A major milestone occurred in December 2021, when the United Nations adopted its first-ever resolution recognizing the more than 300 million people living with rare diseases and their families. While the resolution was symbolic, its recognition of rare diseases’ seriousness set a marker of sorts for others to join the fight and take concrete action.

Ultimately, each country must determine its own approach to rare diseases, ideally with a formal national action plan. Few such plans yet exist: Chile drafted one in 2021, and Malaysia and Peru are working on their own. Several Latin American countries (Argentina, Brazil, Chile, Colombia, Mexico, and Peru) have passed legislation specific to rare diseases since 2010.

The Asia-Pacific region is working on a promising regional initiative. In 2018, the Asia-Pacific Economic Cooperation forum (APEC) launched its Action Plan for Rare Diseases to provide APEC’s 21 member economies with a framework for policy action. The plan calls for members to improve economic and social inclusion of people with rare diseases and sets precise targets for achievement by 2025.


Regulators represent one of the biggest potential opportunities for the introduction of new rare-disease treatments—and not simply because their approval is required. Historically, regulators have made approval decisions based on large-scale participation in clinical trials that often last for years and generate huge volumes of patient data. In order to most efficiently review new drug applications to treat rare diseases, however, regulators must rethink their methods and processes to adjust for potentially smaller trials, alternative endpoints, and real-world data. Gene therapy adds further complexity.

The good news is that regulators are increasingly aware of the need to change. This is particularly true in the U.S., Europe, Japan, and China, where most of the new treatments are in development and regulators are already reviewing trial data. Regulatory agencies in emerging markets—notably Brazil, Chile, Indonesia, Mexico, the Philippines, and Saudi Arabia—are closely monitoring their larger-nation counterparts to see how they will need to adjust.

Regulators in many smaller countries face additional pressures to act both from elsewhere and at home. On an external level, they see increasing access to new treatments in larger nations and want the same for their own populations. Domestically, they face well-organized groups of patient advocates whose increasingly vocal demands for new and improved medicines cannot be ignored.

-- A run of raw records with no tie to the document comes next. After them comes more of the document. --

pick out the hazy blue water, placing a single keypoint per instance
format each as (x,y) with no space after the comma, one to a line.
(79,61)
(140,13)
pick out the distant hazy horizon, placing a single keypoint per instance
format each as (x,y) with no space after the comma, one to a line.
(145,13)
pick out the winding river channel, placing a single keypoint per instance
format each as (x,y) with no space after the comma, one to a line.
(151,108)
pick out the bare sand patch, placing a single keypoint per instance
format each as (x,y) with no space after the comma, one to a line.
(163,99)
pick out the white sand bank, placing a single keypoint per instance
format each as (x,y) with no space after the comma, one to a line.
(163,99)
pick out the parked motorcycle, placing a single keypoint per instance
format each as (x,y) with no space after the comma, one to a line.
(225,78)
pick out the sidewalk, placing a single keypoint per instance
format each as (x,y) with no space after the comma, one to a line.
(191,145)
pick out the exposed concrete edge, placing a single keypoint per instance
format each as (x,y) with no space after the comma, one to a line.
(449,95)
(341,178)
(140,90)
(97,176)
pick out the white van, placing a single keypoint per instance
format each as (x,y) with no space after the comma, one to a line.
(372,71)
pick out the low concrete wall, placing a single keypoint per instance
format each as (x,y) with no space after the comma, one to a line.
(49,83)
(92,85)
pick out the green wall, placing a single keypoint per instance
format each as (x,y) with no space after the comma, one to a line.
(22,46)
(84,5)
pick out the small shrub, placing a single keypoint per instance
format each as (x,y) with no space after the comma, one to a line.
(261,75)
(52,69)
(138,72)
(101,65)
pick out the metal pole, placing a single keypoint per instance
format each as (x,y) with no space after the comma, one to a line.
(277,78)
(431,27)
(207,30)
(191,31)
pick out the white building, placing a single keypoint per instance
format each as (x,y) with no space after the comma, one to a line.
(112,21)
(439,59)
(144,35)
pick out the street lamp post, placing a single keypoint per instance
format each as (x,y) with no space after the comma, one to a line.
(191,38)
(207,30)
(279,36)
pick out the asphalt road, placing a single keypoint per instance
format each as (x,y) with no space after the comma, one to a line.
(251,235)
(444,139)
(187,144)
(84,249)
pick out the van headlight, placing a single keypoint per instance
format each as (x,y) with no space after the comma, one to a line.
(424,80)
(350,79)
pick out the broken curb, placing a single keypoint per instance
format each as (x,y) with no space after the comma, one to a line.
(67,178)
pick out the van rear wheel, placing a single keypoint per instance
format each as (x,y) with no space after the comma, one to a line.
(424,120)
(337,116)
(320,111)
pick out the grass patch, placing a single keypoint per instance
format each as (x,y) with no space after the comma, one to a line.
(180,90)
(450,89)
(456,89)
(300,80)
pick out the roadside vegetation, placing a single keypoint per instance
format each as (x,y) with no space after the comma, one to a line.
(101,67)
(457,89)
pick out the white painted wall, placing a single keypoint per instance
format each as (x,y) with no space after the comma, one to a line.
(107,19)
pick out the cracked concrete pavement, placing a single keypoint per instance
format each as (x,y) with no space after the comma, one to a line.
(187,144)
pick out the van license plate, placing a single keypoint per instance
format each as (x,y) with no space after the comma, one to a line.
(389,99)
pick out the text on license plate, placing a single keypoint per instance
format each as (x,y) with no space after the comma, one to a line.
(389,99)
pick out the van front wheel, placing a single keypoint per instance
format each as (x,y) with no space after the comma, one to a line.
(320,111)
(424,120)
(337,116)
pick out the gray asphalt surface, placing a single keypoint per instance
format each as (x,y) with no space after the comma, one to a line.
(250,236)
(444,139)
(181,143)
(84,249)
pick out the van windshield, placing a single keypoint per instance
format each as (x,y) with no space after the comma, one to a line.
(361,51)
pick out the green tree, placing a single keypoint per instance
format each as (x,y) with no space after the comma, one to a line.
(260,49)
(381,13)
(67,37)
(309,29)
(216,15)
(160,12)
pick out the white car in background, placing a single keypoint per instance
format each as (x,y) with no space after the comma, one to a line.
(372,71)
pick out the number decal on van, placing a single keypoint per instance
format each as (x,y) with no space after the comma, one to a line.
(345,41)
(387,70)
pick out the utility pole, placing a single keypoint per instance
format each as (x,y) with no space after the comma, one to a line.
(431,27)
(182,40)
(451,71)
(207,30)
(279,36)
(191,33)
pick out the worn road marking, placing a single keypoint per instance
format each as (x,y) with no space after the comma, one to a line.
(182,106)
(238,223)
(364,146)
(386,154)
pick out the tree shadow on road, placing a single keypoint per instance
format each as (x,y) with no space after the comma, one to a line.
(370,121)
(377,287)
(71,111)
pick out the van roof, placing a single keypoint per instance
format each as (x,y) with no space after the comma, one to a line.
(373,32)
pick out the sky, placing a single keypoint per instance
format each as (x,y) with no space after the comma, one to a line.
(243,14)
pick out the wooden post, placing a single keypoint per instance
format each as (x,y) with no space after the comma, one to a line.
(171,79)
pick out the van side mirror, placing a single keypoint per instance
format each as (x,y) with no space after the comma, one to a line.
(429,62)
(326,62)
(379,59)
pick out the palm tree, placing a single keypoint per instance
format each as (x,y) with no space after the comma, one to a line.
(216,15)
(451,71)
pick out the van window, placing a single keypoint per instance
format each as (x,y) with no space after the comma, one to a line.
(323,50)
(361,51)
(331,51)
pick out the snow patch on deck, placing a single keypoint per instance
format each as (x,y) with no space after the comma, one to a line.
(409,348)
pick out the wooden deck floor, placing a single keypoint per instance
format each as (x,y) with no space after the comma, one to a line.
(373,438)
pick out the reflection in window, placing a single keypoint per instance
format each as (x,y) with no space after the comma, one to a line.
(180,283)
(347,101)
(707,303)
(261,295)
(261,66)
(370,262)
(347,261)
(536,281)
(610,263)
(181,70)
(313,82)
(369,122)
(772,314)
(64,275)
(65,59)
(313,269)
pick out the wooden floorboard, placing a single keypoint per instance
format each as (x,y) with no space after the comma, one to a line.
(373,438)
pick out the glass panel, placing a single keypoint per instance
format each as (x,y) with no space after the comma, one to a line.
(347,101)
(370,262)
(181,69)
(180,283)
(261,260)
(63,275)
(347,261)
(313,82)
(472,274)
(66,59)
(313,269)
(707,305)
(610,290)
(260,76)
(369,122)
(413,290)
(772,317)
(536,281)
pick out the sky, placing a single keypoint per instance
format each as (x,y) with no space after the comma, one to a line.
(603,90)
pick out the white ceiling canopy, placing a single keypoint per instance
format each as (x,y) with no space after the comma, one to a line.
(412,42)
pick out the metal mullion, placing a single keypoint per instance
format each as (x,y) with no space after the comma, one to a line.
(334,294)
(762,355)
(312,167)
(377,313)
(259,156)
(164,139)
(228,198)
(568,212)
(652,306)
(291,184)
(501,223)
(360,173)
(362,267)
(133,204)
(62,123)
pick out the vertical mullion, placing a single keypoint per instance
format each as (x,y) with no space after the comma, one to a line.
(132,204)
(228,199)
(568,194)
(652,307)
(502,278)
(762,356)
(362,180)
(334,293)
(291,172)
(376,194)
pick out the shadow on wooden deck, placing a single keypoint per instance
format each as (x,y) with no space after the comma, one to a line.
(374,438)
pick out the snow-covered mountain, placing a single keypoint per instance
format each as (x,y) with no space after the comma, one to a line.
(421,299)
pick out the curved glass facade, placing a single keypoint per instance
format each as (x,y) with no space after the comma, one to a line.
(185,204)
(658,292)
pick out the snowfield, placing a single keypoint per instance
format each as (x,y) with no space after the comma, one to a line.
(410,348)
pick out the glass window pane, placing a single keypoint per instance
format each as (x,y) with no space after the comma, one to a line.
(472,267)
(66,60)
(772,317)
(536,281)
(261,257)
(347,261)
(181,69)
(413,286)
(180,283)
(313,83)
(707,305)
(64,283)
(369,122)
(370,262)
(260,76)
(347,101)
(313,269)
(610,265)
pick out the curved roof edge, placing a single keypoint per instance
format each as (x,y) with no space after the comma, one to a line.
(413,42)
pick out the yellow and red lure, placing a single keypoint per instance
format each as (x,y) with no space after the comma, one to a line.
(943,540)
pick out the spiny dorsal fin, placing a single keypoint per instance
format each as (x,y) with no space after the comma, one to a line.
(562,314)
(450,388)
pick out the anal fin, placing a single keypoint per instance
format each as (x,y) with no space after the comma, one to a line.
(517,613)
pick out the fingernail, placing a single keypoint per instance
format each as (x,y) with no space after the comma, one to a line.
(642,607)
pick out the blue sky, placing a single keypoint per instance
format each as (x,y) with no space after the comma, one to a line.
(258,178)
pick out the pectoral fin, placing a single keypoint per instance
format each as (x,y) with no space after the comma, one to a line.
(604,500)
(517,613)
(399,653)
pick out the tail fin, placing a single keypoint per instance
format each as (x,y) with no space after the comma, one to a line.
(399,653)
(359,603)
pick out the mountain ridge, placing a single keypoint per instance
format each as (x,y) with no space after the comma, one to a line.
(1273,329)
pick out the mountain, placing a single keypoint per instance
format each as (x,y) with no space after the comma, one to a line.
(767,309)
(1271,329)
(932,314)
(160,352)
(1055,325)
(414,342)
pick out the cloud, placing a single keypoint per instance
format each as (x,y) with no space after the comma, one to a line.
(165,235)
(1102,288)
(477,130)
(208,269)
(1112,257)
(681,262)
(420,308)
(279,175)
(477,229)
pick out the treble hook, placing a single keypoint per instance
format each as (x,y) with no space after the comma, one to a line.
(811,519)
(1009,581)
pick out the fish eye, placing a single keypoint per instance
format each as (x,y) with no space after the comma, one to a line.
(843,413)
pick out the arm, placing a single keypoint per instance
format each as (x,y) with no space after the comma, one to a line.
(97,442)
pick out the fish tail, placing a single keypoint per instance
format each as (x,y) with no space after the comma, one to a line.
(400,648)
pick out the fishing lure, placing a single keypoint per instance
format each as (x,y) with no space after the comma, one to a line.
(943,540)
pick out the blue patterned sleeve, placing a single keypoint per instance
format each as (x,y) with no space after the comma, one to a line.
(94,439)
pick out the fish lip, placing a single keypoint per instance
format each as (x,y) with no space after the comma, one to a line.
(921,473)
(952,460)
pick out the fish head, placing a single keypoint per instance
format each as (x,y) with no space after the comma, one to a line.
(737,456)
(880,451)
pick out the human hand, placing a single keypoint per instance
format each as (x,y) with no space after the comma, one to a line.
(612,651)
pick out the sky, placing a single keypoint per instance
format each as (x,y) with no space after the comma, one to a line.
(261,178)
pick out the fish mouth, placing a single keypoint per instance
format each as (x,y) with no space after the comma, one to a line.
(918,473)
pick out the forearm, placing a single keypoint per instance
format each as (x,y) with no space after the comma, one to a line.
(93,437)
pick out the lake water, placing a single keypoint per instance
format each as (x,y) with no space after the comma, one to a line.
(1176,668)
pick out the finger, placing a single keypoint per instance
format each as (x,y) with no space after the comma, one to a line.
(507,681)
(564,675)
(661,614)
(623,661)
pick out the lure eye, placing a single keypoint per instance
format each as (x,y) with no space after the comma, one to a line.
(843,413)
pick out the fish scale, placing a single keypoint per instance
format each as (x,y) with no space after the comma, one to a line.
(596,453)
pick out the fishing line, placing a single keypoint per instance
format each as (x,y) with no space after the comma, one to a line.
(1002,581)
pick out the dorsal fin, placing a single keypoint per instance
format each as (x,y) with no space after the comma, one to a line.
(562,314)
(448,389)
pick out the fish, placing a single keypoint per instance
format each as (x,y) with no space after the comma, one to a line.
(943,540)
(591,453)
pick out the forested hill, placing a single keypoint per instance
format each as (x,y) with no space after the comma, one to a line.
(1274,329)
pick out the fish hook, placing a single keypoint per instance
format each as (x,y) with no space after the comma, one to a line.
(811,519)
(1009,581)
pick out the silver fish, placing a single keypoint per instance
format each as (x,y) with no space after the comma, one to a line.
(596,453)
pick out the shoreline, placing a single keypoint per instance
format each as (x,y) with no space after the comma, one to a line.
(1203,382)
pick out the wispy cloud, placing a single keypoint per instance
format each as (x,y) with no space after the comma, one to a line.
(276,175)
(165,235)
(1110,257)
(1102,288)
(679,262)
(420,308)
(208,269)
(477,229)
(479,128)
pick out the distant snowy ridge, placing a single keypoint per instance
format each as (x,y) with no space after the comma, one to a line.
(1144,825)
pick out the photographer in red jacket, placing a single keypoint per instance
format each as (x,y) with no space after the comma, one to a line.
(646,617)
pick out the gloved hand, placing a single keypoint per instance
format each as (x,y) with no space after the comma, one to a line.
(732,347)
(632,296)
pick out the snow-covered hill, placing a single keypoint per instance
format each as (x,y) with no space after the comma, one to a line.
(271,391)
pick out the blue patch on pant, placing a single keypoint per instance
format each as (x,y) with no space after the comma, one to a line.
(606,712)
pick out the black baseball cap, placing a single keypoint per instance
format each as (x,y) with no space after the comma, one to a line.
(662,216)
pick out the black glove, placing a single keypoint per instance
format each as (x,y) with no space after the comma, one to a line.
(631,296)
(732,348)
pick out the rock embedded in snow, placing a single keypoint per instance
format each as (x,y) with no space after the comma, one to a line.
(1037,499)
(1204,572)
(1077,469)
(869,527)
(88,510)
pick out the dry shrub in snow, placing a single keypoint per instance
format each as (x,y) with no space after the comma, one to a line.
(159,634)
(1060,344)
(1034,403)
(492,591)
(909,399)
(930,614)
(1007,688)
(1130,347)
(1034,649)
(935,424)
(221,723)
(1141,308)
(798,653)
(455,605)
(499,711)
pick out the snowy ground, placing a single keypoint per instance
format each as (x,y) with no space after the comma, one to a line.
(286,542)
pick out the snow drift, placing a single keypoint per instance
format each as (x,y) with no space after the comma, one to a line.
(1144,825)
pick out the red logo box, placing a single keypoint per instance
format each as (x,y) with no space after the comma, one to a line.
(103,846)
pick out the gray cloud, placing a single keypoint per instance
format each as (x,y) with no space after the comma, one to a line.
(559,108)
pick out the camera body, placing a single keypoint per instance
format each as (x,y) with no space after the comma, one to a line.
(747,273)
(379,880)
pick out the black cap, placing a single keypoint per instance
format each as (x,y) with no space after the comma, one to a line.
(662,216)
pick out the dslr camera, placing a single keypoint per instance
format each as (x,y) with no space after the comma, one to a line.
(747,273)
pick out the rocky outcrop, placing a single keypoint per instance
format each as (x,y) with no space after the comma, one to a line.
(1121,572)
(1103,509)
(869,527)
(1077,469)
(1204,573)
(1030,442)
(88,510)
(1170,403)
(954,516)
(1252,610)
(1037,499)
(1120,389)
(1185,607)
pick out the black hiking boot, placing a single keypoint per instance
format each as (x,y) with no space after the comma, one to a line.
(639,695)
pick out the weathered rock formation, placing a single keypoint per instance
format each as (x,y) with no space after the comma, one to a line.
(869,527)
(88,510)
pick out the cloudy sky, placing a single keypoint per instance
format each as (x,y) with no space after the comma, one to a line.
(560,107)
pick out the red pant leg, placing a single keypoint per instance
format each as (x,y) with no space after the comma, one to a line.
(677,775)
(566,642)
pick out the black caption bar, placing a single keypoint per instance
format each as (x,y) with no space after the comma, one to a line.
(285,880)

The economics underpinning the value and cost of treatments for rare diseases are unique and complicated, and they can pose tough challenges for institutional payors as well as individuals covering out-of-pocket costs. Payors will have to reassess how they manage their reimbursement risk when the number of potential patients is low. Gene therapies pose especially big actuarial challenges for insurers.

Fortunately, payors are beginning to explore, design, and pilot innovative funding and financing mechanisms to accelerate access to rare-disease treatments, including for gene therapies.